If you’ve been introduced to R as a simple way to do data analysis you might have come across this strange operator, %>%
. It’s called a pipe because it passes data from one function to another. Here’s an example of subsetting and transforming data using the pipe from the magrittr package:
library(magrittr)
dat <- airquality %>%
subset(Ozone > 40) %>%
transform(Celsius = (Temp - 32) * (5/9)) %>%
head()
dat
## Ozone Solar.R Wind Temp Month Day Celsius
## 1 41 190 7.4 67 5 1 19.44444
## 29 45 252 14.9 81 5 29 27.22222
## 30 115 223 5.7 79 5 30 26.11111
## 40 71 291 13.8 90 6 9 32.22222
## 62 135 269 4.1 84 7 1 28.88889
## 63 49 248 9.2 85 7 2 29.44444
The first line can be read, “I’m going to make a new object called dat
and it’s going to start with the airquality
data frame”. The %>%
at the end of the first line pipes the data frame to the next line, which is the subset
function. If you look at the documentation for subset
, the first argument is x
, an “object to be subsetted”. The %>%
takes the data frame immediately before it and places it in the first argument of the function immediately following it. So airquality
becomes the object to be subsetted in the subset
function.
Since the pipe has already assigned a data frame to the first argument of subset
, the next argument in the function is a logical expression that is used to select rows to keep (i.e., subset the data frame). I want to keep all rows where the ozone values are above 40.

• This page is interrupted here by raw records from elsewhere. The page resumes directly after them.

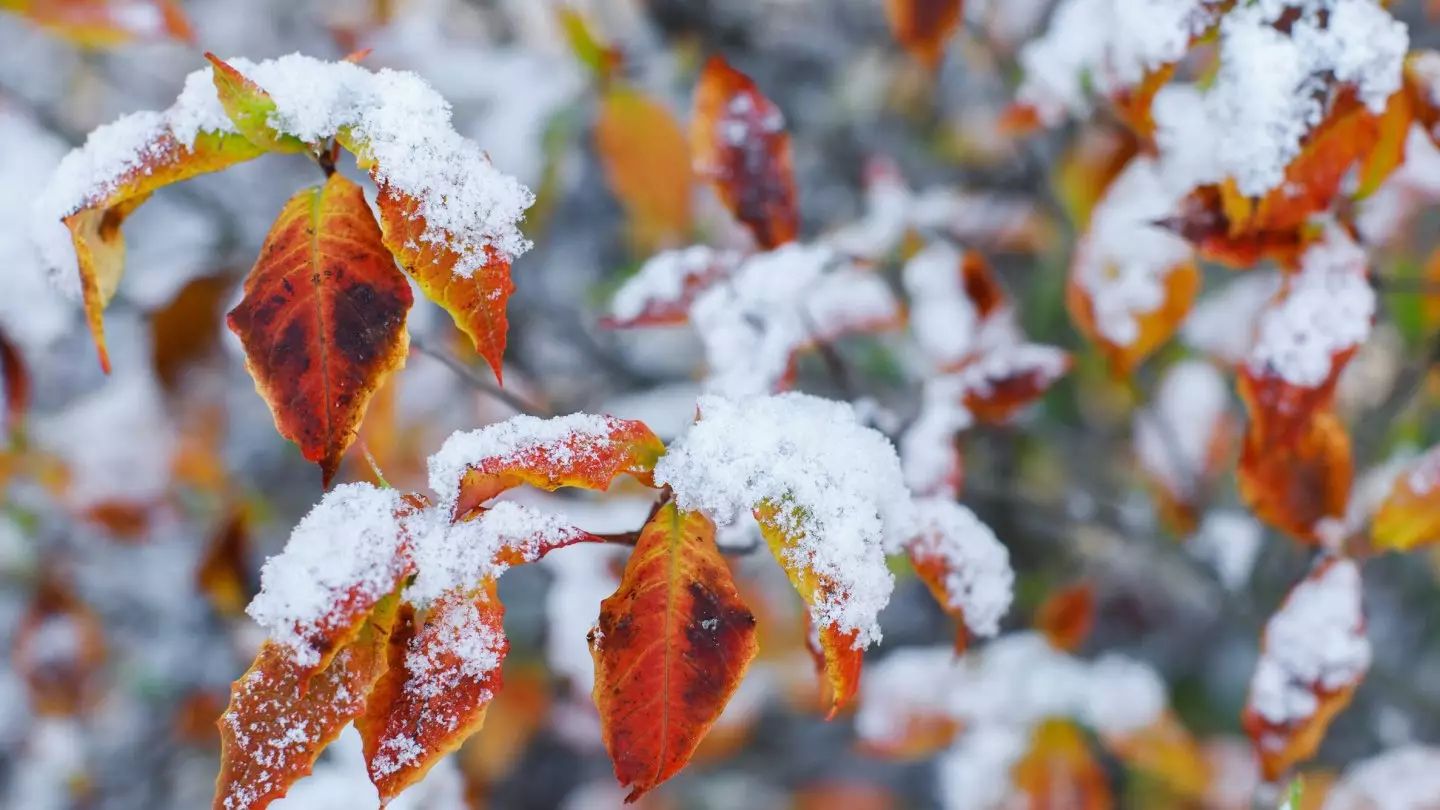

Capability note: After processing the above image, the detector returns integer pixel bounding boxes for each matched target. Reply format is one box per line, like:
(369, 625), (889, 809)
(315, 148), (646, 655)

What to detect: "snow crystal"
(245, 483), (406, 666)
(1187, 509), (1264, 591)
(1135, 360), (1230, 499)
(1250, 559), (1371, 725)
(910, 497), (1015, 636)
(36, 53), (534, 293)
(428, 414), (616, 512)
(1248, 225), (1375, 388)
(655, 393), (914, 646)
(1181, 270), (1282, 366)
(405, 500), (583, 607)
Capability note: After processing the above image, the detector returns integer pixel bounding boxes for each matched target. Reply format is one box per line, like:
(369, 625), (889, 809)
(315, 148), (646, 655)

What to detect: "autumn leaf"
(1237, 411), (1355, 543)
(690, 55), (799, 251)
(213, 595), (399, 810)
(228, 173), (413, 487)
(886, 0), (965, 71)
(1035, 582), (1096, 653)
(0, 0), (194, 49)
(590, 503), (759, 801)
(431, 414), (665, 519)
(63, 127), (264, 373)
(1369, 445), (1440, 552)
(595, 85), (691, 252)
(356, 579), (510, 804)
(1012, 719), (1113, 810)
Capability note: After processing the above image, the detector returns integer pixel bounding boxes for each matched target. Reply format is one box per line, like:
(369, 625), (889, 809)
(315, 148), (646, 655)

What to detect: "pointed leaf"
(215, 595), (399, 810)
(886, 0), (965, 71)
(595, 86), (693, 254)
(1369, 445), (1440, 552)
(690, 55), (799, 251)
(429, 414), (665, 517)
(356, 579), (510, 803)
(590, 503), (757, 801)
(226, 174), (413, 487)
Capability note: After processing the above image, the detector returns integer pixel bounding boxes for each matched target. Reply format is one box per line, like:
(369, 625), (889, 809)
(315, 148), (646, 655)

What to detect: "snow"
(245, 483), (409, 666)
(1247, 225), (1375, 388)
(1248, 559), (1371, 725)
(1135, 360), (1230, 499)
(1181, 270), (1282, 366)
(655, 393), (914, 647)
(910, 497), (1015, 637)
(1325, 745), (1440, 810)
(35, 53), (534, 294)
(1187, 509), (1264, 591)
(426, 414), (619, 512)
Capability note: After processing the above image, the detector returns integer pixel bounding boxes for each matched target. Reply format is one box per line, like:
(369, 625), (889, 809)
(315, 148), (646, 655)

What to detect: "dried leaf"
(356, 579), (510, 804)
(886, 0), (965, 71)
(213, 595), (399, 810)
(690, 55), (799, 251)
(228, 174), (413, 487)
(595, 86), (691, 254)
(590, 503), (757, 801)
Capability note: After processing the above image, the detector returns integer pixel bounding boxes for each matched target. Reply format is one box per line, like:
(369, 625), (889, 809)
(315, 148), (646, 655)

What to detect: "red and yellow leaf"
(595, 86), (693, 254)
(886, 0), (965, 71)
(1012, 719), (1115, 810)
(228, 173), (413, 487)
(690, 55), (799, 251)
(1369, 445), (1440, 552)
(215, 595), (399, 810)
(65, 128), (262, 373)
(442, 417), (665, 517)
(590, 503), (759, 801)
(356, 579), (510, 803)
(1035, 582), (1094, 653)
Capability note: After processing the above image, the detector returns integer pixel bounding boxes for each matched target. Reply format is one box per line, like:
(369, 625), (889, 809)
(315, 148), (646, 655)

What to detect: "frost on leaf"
(1369, 445), (1440, 552)
(356, 579), (510, 801)
(246, 483), (415, 679)
(429, 414), (665, 517)
(690, 55), (799, 251)
(590, 503), (759, 801)
(226, 173), (413, 487)
(655, 393), (916, 706)
(886, 0), (965, 71)
(904, 497), (1015, 650)
(1243, 558), (1371, 781)
(213, 597), (397, 810)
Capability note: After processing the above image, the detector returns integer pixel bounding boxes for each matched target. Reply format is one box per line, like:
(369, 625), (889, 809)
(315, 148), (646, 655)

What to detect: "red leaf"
(690, 55), (799, 251)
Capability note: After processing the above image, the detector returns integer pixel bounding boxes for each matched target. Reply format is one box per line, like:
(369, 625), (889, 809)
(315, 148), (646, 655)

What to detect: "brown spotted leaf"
(228, 174), (413, 487)
(431, 414), (665, 517)
(356, 578), (510, 803)
(886, 0), (965, 71)
(690, 55), (799, 251)
(215, 585), (399, 810)
(590, 503), (757, 801)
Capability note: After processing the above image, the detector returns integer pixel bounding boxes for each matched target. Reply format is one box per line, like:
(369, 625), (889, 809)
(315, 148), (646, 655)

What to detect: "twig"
(410, 334), (550, 417)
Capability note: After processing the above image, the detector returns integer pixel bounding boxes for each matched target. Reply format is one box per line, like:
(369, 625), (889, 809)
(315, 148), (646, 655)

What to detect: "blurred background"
(8, 0), (1440, 810)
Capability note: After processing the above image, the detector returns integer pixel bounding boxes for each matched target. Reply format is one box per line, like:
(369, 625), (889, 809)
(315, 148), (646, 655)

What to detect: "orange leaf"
(1241, 558), (1371, 781)
(1035, 582), (1094, 653)
(595, 86), (691, 254)
(886, 0), (965, 71)
(356, 579), (510, 804)
(590, 503), (759, 801)
(1369, 445), (1440, 552)
(431, 414), (665, 519)
(1237, 411), (1354, 543)
(63, 127), (261, 373)
(690, 55), (799, 251)
(1012, 719), (1113, 810)
(215, 595), (397, 810)
(228, 173), (413, 487)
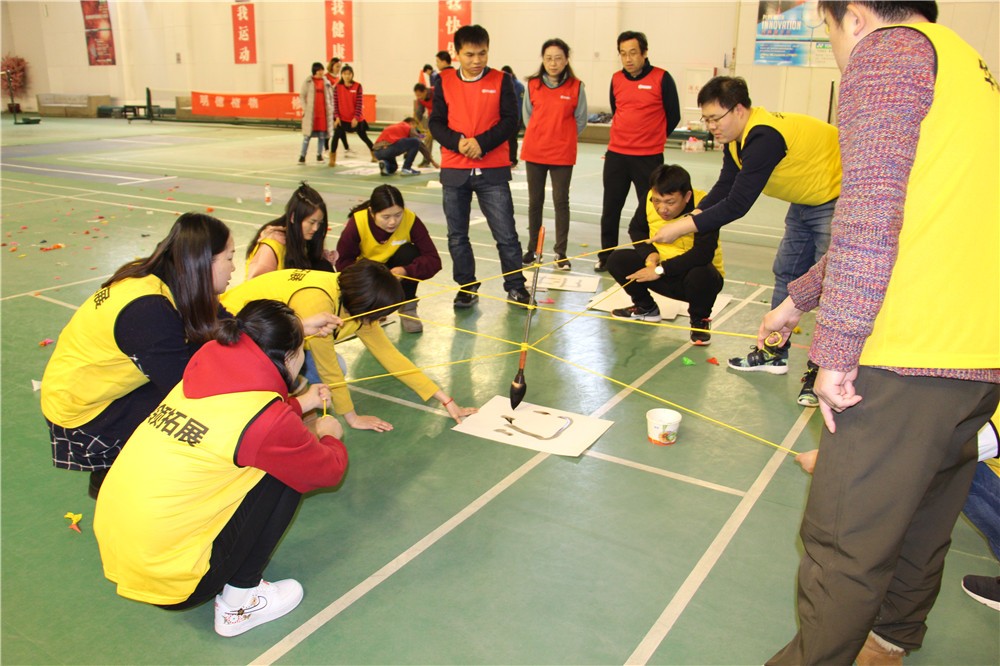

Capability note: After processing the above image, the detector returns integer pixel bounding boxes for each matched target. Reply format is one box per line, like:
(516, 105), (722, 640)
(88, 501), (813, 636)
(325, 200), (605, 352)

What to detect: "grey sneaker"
(729, 346), (788, 375)
(215, 578), (302, 636)
(611, 305), (663, 323)
(452, 282), (479, 310)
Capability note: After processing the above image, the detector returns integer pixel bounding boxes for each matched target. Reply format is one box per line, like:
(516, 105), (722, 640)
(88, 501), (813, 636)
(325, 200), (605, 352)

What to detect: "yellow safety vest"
(354, 208), (417, 264)
(729, 106), (841, 206)
(646, 190), (726, 277)
(860, 23), (1000, 369)
(41, 275), (176, 428)
(94, 381), (281, 604)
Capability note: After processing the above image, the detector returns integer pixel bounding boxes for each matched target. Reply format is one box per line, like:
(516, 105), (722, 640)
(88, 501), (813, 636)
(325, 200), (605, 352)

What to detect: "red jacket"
(184, 335), (347, 493)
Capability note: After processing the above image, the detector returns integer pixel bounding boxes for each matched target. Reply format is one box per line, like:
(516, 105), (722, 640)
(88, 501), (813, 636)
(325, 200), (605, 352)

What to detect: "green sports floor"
(0, 118), (1000, 664)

Once the concept sinks in, you can easily read the rest of the code. The output of subset
is piped to the first argument of transform
. The argument that I have inside of transform
is assigned to the second argument, and the output of transform
is passed on to the first argument of head
.
dplyr
So why use the pipe? For one thing, you avoid reassigning the data frame every time you change it. Here’s the subset/transformation from above without the pipes.
dat <- subset(airquality, Ozone > 40)
dat <- transform(dat, Celsius = (Temp - 32) * (5/9))
dat <- head(dat)
dat
## Ozone Solar.R Wind Temp Month Day Celsius
## 1 41 190 7.4 67 5 1 19.44444
## 29 45 252 14.9 81 5 29 27.22222
## 30 115 223 5.7 79 5 30 26.11111
## 40 71 291 13.8 90 6 9 32.22222
## 62 135 269 4.1 84 7 1 28.88889
## 63 49 248 9.2 85 7 2 29.44444
You not only avoid reassigning the data frame every time, but you don’t have to type the data frame object as the first argument in each function.
Admittedly, the amount of typing being saved is minimal. The other main reason to use pipes is the benefit of chaining dplyr functions together. Those functions were written with the pipe in mind.
library(dplyr)
dat <- airquality %>%
filter(Ozone > 40) %>%
mutate(Celsius = (Temp - 32) * (5/9)) %>%
head()
dat
## Ozone Solar.R Wind Temp Month Day Celsius
## 1 41 190 7.4 67 5 1 19.44444
## 2 45 252 14.9 81 5 29 27.22222
## 3 115 223 5.7 79 5 30 26.11111
## 4 71 291 13.8 90 6 9 32.22222
## 5 135 269 4.1 84 7 1 28.88889
## 6 49 248 9.2 85 7 2 29.44444
Once you get used to using the pipe, you gain the ability to quickly read a chain of dplyr functions. And this can speed up your production significantly.